勢い良く弾き返されるレイピアと、それに伴ってぐらりと揺れるドラゴニアスの体。
そこへ、すかさずティア達の魔法が突き刺さった。
「《エクスプロージョン》!!」
剥き出しのコアに叩き付けられる、炎の華。
その後も氷、風、光と色とりどりの魔法が炸裂し、かなりの勢いでボスのHPを削り取っていく。
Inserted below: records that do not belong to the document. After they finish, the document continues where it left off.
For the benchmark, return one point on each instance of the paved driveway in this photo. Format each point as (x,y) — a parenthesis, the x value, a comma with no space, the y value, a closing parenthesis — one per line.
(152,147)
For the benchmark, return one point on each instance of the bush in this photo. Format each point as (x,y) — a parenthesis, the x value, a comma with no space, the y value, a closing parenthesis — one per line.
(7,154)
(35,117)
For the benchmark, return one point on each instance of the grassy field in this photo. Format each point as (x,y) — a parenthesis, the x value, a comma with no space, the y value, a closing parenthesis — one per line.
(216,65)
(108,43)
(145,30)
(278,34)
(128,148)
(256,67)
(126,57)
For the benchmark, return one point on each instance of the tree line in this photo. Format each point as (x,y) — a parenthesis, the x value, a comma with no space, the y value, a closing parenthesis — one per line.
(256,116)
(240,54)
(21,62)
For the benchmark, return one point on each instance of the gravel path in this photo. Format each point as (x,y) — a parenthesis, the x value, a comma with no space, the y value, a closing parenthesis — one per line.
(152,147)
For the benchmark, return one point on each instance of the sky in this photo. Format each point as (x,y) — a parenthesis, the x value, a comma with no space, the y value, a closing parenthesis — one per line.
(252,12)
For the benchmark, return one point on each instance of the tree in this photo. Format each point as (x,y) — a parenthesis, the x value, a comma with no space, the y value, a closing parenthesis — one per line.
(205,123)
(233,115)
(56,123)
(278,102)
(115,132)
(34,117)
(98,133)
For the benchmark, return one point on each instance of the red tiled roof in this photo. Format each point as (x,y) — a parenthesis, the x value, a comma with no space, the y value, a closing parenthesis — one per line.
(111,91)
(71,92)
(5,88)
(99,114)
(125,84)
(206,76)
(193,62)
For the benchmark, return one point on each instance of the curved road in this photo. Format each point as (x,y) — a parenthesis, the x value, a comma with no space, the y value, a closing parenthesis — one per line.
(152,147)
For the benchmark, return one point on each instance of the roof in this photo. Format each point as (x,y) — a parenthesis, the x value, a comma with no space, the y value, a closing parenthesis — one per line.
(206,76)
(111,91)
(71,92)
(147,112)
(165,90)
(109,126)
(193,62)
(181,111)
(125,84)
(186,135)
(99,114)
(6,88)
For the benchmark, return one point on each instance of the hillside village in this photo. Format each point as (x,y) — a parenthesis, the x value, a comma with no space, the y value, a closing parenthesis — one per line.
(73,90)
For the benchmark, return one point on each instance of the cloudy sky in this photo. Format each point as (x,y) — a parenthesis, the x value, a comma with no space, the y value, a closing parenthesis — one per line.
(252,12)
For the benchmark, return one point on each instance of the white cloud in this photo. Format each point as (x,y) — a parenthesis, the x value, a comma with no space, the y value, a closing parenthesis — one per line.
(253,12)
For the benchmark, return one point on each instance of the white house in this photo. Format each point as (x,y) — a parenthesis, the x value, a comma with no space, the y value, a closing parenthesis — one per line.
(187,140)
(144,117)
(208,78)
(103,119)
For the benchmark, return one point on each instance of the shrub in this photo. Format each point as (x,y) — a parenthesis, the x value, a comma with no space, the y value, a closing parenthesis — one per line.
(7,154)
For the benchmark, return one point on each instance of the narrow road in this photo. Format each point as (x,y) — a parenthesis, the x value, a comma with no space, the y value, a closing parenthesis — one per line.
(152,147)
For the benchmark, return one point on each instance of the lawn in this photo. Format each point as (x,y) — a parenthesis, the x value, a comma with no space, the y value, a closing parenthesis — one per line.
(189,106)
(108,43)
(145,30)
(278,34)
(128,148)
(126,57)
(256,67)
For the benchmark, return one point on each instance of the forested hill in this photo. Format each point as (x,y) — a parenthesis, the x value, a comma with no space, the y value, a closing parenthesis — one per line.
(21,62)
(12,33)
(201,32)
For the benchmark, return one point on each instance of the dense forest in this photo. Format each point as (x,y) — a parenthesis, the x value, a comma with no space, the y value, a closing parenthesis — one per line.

あ、もちろん弓矢とかクナイみたいな投擲武器も飛んでるよ。まあちょっと、エフェクトとかなくて地味だから目立たないけど。
「はあぁぁぁぁ!!」
そんな余計なことを考えている間も、私は襲い来る攻撃を捌き続ける。
真上から振り下ろされるレイピアを弾き、横から薙ぎ払われるフックをかち上げ、正面から刺し込まれる突きをギリギリでいなす。
パリィで防ぐ度に腕にかかる重さが疲労を生み、僅かなミスさえ即死に繋がる状況が消耗を加速させていく。
そんな状況だろうとお構い無しに、ドラゴニアスはHPが一割削れるごとに追加の配下を呼び寄せていた。
しかも、さっきまでと違って地面に降りてる私を狙って、敵兵の一部が迫って来る。
「この状況でそっちの対処に意識割くのはキツいなぁ……!」
いくら弱くても、モンスターからの攻撃なんて私にとってはどれも致命傷だ。無視なんて出来ない。
とはいえ、このギリギリの状況でそっちに手を割く余裕なんて……!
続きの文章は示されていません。